Le grité que sí y me bajaron dos linternas. Saqué del maletín una lámpara de punto fino y el estetoscopio. Sabía que me observaban con toda atención. Cuando abrí su párpado, no pude contener una profunda tristeza al encontrarme con la opacidad del cristal y la ausencia de cualquier reflejo en su ojo. Moví la cabeza de un lado a otro y poco después irrumpió el sollozo de las mujeres. A un lado, cerca de sus muslos y envuelto en descoloridos trapos de algodón, estaba el crío. Seguramente lo sacaron como un brote desgajado. No llegaron a conocerse, tal vez murieron al mismo tiempo, ¡pero cuántas cosas los unirían cuando se internaban por los maizales y compartían los granos tiernos del elote y el gorjeo de las aves!
No se escuchaba ni un susurro, sólo un grito lejano que venía de afuera, no sé de qué parte. Con respeto cerré sus párpados y contemplé la suavidad de las líneas de su semblante, que la muerte aún no había desencajado. Al incorporarme vi a sus hermanos que tomando el sombrero con la mano izquierda se persignaban, dándose cuenta que la esperanza se había desvanecido.

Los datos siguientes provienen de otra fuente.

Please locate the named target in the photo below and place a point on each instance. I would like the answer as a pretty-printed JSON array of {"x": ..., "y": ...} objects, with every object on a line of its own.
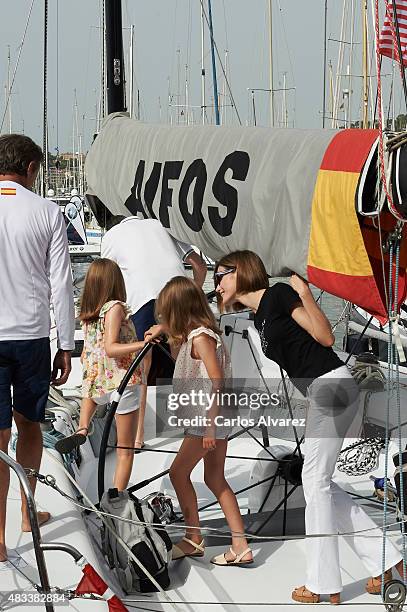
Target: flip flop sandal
[
  {"x": 68, "y": 444},
  {"x": 221, "y": 559},
  {"x": 303, "y": 595}
]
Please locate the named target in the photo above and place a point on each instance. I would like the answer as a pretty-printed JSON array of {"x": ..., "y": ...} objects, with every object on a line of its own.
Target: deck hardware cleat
[{"x": 394, "y": 595}]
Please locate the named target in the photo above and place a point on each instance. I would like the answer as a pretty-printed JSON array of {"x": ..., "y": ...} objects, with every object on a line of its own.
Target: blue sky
[{"x": 167, "y": 39}]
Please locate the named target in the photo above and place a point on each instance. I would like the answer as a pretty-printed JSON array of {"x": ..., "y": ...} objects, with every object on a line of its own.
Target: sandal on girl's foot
[
  {"x": 303, "y": 595},
  {"x": 68, "y": 444},
  {"x": 374, "y": 584},
  {"x": 178, "y": 553},
  {"x": 237, "y": 559}
]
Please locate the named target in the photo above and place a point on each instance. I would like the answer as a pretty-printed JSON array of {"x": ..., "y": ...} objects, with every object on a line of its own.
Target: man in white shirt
[
  {"x": 148, "y": 258},
  {"x": 35, "y": 268}
]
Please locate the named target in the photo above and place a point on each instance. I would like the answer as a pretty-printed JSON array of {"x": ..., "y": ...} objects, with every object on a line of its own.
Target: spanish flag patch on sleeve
[{"x": 7, "y": 191}]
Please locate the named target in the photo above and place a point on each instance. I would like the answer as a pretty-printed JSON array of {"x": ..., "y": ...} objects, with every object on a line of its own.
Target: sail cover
[{"x": 288, "y": 195}]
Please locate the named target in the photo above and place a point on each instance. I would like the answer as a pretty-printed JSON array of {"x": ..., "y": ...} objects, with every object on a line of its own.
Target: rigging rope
[
  {"x": 16, "y": 66},
  {"x": 215, "y": 532},
  {"x": 221, "y": 65}
]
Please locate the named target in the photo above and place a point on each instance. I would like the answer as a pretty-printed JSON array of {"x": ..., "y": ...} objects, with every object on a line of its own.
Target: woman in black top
[{"x": 296, "y": 334}]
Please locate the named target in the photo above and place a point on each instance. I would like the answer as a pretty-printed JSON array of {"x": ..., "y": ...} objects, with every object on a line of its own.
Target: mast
[
  {"x": 114, "y": 57},
  {"x": 215, "y": 80},
  {"x": 397, "y": 30},
  {"x": 325, "y": 52},
  {"x": 365, "y": 67},
  {"x": 203, "y": 100},
  {"x": 8, "y": 90},
  {"x": 44, "y": 185},
  {"x": 131, "y": 62},
  {"x": 285, "y": 109},
  {"x": 271, "y": 63}
]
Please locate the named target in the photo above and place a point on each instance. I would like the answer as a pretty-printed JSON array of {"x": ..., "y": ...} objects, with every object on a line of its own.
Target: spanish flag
[
  {"x": 345, "y": 250},
  {"x": 7, "y": 191}
]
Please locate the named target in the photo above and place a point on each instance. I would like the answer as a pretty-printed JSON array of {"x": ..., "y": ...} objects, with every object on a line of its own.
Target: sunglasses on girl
[{"x": 217, "y": 277}]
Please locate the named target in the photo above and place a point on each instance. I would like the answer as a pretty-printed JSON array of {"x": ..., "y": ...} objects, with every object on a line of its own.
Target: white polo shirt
[
  {"x": 147, "y": 256},
  {"x": 34, "y": 268}
]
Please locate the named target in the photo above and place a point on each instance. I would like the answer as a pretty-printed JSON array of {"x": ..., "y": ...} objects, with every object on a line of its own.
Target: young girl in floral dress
[{"x": 110, "y": 346}]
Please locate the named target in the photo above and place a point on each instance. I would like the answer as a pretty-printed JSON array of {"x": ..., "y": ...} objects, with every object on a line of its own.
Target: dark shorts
[
  {"x": 25, "y": 365},
  {"x": 162, "y": 367}
]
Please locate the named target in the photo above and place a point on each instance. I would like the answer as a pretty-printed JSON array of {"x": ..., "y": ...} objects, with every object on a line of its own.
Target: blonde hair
[
  {"x": 104, "y": 282},
  {"x": 182, "y": 306},
  {"x": 251, "y": 274}
]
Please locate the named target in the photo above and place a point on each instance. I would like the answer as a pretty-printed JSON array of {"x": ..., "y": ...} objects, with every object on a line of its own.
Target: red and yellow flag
[
  {"x": 344, "y": 256},
  {"x": 8, "y": 191}
]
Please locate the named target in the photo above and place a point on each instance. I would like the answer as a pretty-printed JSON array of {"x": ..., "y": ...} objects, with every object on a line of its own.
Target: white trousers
[{"x": 333, "y": 402}]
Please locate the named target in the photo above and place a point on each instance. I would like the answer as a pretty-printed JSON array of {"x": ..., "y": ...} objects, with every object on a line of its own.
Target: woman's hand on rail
[{"x": 154, "y": 334}]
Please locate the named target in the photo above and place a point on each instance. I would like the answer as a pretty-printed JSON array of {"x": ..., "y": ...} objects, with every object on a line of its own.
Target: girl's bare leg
[
  {"x": 189, "y": 454},
  {"x": 214, "y": 476},
  {"x": 88, "y": 408},
  {"x": 126, "y": 425},
  {"x": 143, "y": 400}
]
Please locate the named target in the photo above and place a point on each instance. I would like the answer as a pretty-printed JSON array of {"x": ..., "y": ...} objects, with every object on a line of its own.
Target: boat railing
[{"x": 39, "y": 546}]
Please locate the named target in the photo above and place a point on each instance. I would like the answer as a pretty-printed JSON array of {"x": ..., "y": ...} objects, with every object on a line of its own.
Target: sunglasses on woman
[{"x": 217, "y": 277}]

Salí de la sepultura con su ayuda; después, poco a poco, la fosa volvió a ser llenada con un barro frío, chicloso, calentado si acaso por el ansia de que estuviera con vida. Y caminamos despacio, haciendo una fila; ellos con su vestimenta blanca; yo, con la imagen de ella, de sus largas y oscuras cejas.
Los relámpagos se sucedían, y el cedro era un enorme molino que, al moverse, hacía gritar a los pájaros cada vez que sus ramas se atropellaban.